Вернулся Феодор в трапезу, а там гроб ходуном; очертился вкруг себя свещою и, помолясь, наставив душу к подвигу, боролся за душу усопшего до третьих петухов, пока солнце не пробрызнуло, тогда лишь и отступили, расточились вражьи полчища. Понес Феодор требник обратно в алтарную, а книга та просвечивает сквозь телячьи покрышки, как прельстительный камень-алмаз, и, будто в зеркальце, проступили во множестве брадатые козлиные рожи. И наугад, борясь с бесами, открыл монах тую новую Псалтырю, присланную в приход патриархом Никоном, и сам собою пал его взгляд на великопостную молитву Ефрема Сирина, впитанную с младых ногтей.
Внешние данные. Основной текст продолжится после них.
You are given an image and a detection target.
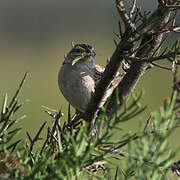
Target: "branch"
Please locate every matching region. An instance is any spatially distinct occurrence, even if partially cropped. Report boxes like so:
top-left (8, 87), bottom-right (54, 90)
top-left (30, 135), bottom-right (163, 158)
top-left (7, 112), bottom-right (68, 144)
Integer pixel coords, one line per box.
top-left (83, 0), bottom-right (176, 123)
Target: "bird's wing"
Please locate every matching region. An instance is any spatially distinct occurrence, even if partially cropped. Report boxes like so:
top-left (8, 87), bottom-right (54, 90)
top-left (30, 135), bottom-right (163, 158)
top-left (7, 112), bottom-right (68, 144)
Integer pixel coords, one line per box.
top-left (94, 64), bottom-right (123, 107)
top-left (94, 64), bottom-right (123, 88)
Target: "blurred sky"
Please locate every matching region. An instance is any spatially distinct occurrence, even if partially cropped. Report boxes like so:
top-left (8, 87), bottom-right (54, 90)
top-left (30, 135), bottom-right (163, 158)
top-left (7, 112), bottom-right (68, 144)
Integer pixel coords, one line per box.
top-left (0, 0), bottom-right (178, 153)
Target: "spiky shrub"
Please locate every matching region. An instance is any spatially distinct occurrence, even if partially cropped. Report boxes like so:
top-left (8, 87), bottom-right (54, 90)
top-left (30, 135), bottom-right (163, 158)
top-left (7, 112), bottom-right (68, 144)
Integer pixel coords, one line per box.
top-left (0, 70), bottom-right (180, 180)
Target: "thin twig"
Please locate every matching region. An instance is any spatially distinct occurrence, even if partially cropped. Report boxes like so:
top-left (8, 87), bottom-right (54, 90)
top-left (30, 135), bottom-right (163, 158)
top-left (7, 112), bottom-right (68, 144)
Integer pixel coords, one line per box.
top-left (151, 62), bottom-right (172, 71)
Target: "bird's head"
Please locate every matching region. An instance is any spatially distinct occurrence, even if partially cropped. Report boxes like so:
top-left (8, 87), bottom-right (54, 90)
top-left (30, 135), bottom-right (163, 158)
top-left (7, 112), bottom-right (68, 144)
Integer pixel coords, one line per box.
top-left (65, 44), bottom-right (96, 65)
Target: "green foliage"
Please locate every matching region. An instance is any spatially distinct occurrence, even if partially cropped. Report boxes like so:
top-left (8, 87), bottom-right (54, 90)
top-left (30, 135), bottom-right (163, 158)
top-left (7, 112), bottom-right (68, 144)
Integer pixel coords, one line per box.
top-left (0, 73), bottom-right (179, 180)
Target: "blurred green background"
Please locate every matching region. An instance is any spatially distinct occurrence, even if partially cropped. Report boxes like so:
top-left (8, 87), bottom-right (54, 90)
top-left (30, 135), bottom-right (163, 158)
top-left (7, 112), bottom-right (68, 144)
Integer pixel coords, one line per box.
top-left (0, 0), bottom-right (180, 155)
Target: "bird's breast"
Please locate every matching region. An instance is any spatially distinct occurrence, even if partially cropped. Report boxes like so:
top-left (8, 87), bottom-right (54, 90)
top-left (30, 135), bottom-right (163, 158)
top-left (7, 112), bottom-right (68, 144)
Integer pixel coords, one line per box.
top-left (58, 64), bottom-right (95, 112)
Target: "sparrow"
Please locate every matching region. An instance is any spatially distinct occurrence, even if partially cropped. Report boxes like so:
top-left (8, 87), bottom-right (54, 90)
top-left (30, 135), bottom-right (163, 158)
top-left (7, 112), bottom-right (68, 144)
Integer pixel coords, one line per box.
top-left (58, 44), bottom-right (122, 113)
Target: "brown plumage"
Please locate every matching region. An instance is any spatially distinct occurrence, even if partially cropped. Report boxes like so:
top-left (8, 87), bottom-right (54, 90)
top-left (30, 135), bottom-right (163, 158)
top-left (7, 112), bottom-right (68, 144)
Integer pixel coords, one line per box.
top-left (58, 44), bottom-right (122, 112)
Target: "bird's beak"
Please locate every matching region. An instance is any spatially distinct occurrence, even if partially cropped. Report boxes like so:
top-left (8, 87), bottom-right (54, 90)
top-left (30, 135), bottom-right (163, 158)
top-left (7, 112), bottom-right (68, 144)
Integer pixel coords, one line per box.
top-left (72, 53), bottom-right (95, 65)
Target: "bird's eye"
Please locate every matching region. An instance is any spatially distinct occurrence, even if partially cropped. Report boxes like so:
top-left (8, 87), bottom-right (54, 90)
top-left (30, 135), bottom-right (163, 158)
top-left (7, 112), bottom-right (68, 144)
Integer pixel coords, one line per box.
top-left (76, 49), bottom-right (82, 53)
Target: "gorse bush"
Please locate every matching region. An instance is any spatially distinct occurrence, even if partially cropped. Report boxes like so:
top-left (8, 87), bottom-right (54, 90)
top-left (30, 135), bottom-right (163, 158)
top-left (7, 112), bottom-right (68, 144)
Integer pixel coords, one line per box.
top-left (0, 71), bottom-right (180, 180)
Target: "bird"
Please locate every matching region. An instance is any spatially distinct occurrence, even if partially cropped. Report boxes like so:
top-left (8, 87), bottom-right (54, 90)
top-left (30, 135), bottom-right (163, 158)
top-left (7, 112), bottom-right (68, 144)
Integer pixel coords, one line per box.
top-left (58, 43), bottom-right (122, 113)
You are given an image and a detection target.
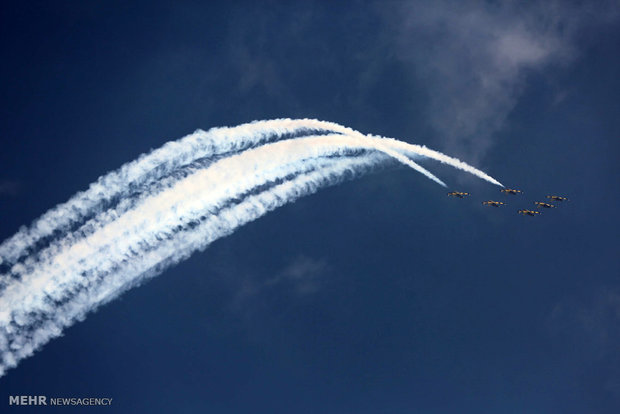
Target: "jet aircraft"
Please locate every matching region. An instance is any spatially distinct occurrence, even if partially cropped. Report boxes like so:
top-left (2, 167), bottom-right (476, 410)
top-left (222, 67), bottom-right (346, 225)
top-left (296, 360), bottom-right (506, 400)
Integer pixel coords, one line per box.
top-left (519, 209), bottom-right (540, 217)
top-left (448, 191), bottom-right (470, 198)
top-left (482, 200), bottom-right (506, 207)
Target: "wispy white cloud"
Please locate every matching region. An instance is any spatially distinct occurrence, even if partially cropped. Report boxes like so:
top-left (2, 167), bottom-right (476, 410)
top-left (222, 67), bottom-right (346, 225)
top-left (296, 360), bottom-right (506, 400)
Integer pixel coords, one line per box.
top-left (381, 0), bottom-right (618, 161)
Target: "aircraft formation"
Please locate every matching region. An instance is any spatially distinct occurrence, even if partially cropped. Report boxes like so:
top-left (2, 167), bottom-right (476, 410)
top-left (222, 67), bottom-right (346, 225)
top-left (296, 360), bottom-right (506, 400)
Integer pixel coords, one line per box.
top-left (448, 188), bottom-right (569, 217)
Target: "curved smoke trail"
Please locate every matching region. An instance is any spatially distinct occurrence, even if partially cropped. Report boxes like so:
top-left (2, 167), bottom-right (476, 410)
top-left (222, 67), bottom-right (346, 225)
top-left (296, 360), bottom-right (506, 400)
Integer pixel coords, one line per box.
top-left (0, 120), bottom-right (501, 375)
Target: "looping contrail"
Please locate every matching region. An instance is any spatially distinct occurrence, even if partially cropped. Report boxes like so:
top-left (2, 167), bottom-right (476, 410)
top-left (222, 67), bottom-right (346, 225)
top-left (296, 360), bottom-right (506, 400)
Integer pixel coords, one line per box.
top-left (0, 119), bottom-right (501, 376)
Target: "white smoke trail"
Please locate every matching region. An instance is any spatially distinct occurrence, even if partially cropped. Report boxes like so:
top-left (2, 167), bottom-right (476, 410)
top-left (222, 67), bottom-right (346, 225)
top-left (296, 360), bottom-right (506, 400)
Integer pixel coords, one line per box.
top-left (0, 121), bottom-right (504, 375)
top-left (0, 119), bottom-right (354, 264)
top-left (0, 154), bottom-right (386, 377)
top-left (0, 135), bottom-right (445, 290)
top-left (0, 136), bottom-right (443, 300)
top-left (0, 119), bottom-right (501, 264)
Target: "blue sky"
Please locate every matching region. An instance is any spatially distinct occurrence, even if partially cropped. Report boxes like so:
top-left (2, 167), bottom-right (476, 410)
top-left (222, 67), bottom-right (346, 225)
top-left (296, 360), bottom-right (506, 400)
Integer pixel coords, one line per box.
top-left (0, 1), bottom-right (620, 413)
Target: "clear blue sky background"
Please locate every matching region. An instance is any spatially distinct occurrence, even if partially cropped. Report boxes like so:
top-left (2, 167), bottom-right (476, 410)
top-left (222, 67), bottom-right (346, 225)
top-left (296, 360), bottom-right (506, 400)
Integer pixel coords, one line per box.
top-left (0, 1), bottom-right (620, 413)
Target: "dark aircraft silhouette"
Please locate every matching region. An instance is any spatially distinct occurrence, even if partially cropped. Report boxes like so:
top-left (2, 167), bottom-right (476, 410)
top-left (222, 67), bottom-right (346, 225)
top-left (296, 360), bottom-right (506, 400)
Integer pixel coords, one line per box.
top-left (448, 191), bottom-right (470, 198)
top-left (499, 188), bottom-right (523, 195)
top-left (482, 200), bottom-right (506, 207)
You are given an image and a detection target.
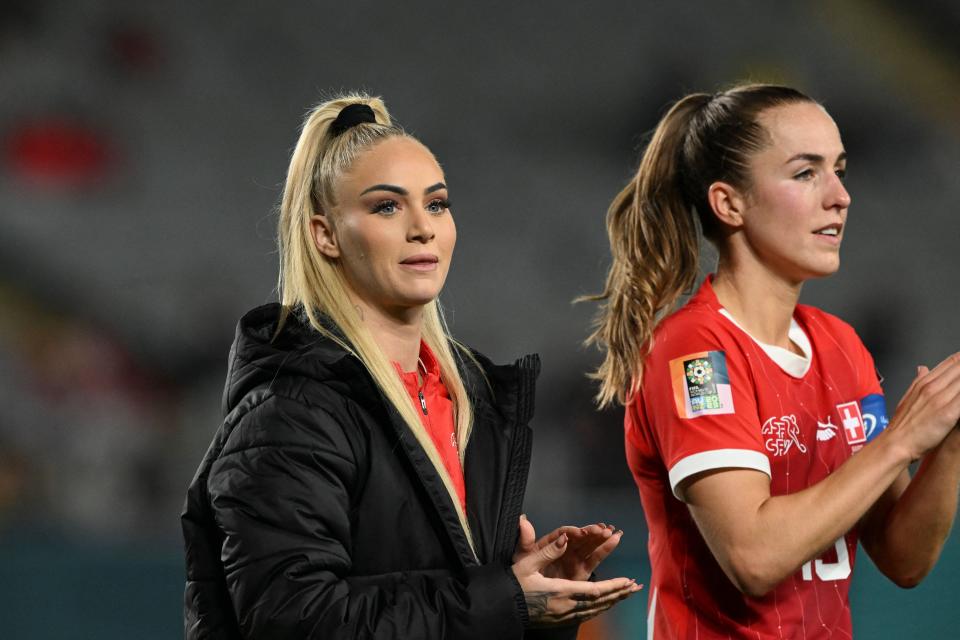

И что за касть, не зреть бы этой проказы своими очами; не иначе как переписана книга сатанинским наущением, ибо на месте духоподъемных завещательных слов: «Дух уныния и небрежения, сребролюбия и празднословия отжени от мене», коим поклонялась Русь с заповедных времен, какой-то еретической лукавой рукою начертано вовсе чужебесное: «... дух праздности, уныния, любоначалия и празднословия не даждь ми». Какая же тут глухота словесная, какими покровцами надо было завесить ушесы, чтобы золото слов заменить ржавью.

Что же это за Спаситель и Заступник наш, ежли он дурной огонь может возжечь в грешных душах наших? А куда же подевался светильник православной жизни, этот святой урок, коий исполняло невсклонно всякое христолюбивое сердце: «Богатым сребро дарует Бог нищих ради». Дескать, не мечтай и не уповай на сокровища, ибо пред смертными вратами всякое злато превратится в остывшее угодье и глиняные черепки...

Вот они, козлища-то, и глянули со страниц требника своими кобями. Гневно размахнулся монах и кинул Псалтырю в алтарную; восшумело в церкви, застонало, и грай бесовский долго истаивал за погостом, а книга та поначалу налилась кровью, а потом почернела, как головня.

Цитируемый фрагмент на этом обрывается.